La buhardilla olía a ropa vieja y a cocido. Había dos habitaciones en la parte principal, una cocina que era la habitación central y luego un váter sin cisterna y con un espacio con una regadera para ducharse. Cuando coincidían todos los tíos en alguna visita familiar no se cabía en la cocina y entonces había que sentarse en las camas de las habitaciones, pues con las puertas abiertas ya estaba uno situado en el ámbito de la cocina y poder conversar sin ningún impedimento. Como los tíos y tías eran altos de estatura, el vaivén y las contorsiones para evitar darse un trompazo contra las vigas del techo, llegaba a ser un gesto o rito obligatorio ya familiar. Allí podían coincidir Miguel y su mujer Angélica; Carmen y Zacarías, Luis y Luisa la de Luanco; Joaquín y Ofelia, y Carmina que aun era soltera y vivía en la buhardilla. Más raras eran las vistas de Luisa la de la Quintana y Juan.
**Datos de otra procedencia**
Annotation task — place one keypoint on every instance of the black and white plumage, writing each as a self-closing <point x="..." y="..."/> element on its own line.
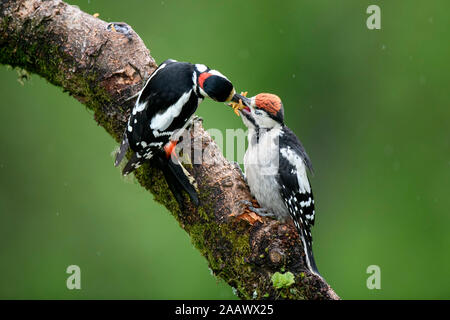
<point x="276" y="166"/>
<point x="164" y="106"/>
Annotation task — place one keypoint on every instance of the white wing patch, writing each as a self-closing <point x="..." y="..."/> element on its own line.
<point x="139" y="107"/>
<point x="296" y="161"/>
<point x="162" y="121"/>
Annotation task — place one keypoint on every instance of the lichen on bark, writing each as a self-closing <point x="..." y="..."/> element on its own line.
<point x="102" y="68"/>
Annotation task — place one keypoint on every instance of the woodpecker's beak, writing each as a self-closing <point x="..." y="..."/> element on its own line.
<point x="245" y="101"/>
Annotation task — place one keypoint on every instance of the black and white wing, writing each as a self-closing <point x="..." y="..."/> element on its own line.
<point x="165" y="104"/>
<point x="296" y="190"/>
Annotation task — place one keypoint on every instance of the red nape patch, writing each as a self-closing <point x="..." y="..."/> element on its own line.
<point x="269" y="102"/>
<point x="203" y="76"/>
<point x="169" y="148"/>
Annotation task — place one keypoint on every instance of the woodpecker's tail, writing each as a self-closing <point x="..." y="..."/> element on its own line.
<point x="307" y="245"/>
<point x="177" y="179"/>
<point x="122" y="151"/>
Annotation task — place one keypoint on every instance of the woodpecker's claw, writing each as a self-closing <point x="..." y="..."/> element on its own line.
<point x="259" y="211"/>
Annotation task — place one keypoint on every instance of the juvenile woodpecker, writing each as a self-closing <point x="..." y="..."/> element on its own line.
<point x="163" y="107"/>
<point x="275" y="166"/>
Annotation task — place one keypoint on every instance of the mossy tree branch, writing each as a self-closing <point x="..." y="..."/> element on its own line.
<point x="101" y="67"/>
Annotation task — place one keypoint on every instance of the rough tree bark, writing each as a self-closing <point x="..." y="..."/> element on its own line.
<point x="101" y="67"/>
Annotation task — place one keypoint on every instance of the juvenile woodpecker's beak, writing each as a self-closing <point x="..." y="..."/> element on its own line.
<point x="245" y="101"/>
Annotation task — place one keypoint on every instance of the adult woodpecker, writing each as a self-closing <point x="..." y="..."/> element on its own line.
<point x="163" y="108"/>
<point x="275" y="166"/>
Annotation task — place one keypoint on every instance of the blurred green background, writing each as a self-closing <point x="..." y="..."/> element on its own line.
<point x="371" y="108"/>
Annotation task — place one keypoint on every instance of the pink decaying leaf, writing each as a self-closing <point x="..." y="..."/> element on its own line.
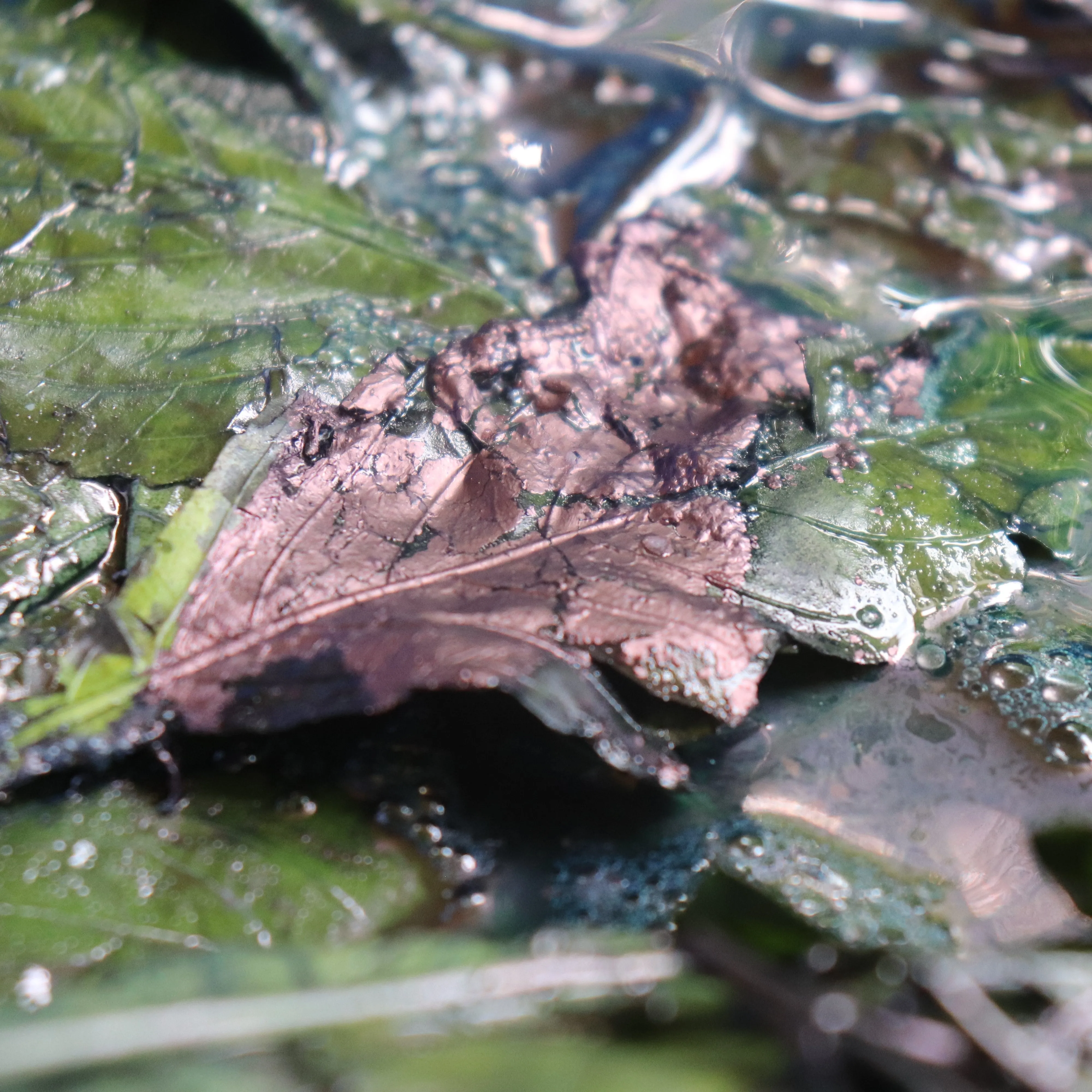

Luego estaban los nietos, Emilio, Bernardina, Ester, Jacob y Nesal (Jeremías y Maria Luisa no habían nacido todavía; tampoco Ramiro y Esaú que nacerían más tarde en Madrid; ni Ramona y Daniel.) Luego, la buhardilla tenía otra parte que requería otra puerta de entrada. Era la habitación de los posaderos. Al abrir la otra puertuca de entrada a la izquierda había como una antesala oscura con algún baúl que otro y el mismo olor a ropa vieja, pero está vez mezclados con sudor añejo. Una vez superada la antesala se daba directamente a una habitación más larga que las otras con tres camas y una ventana a la parte de atrás de la casa. Esa era la habitación de los posaderos.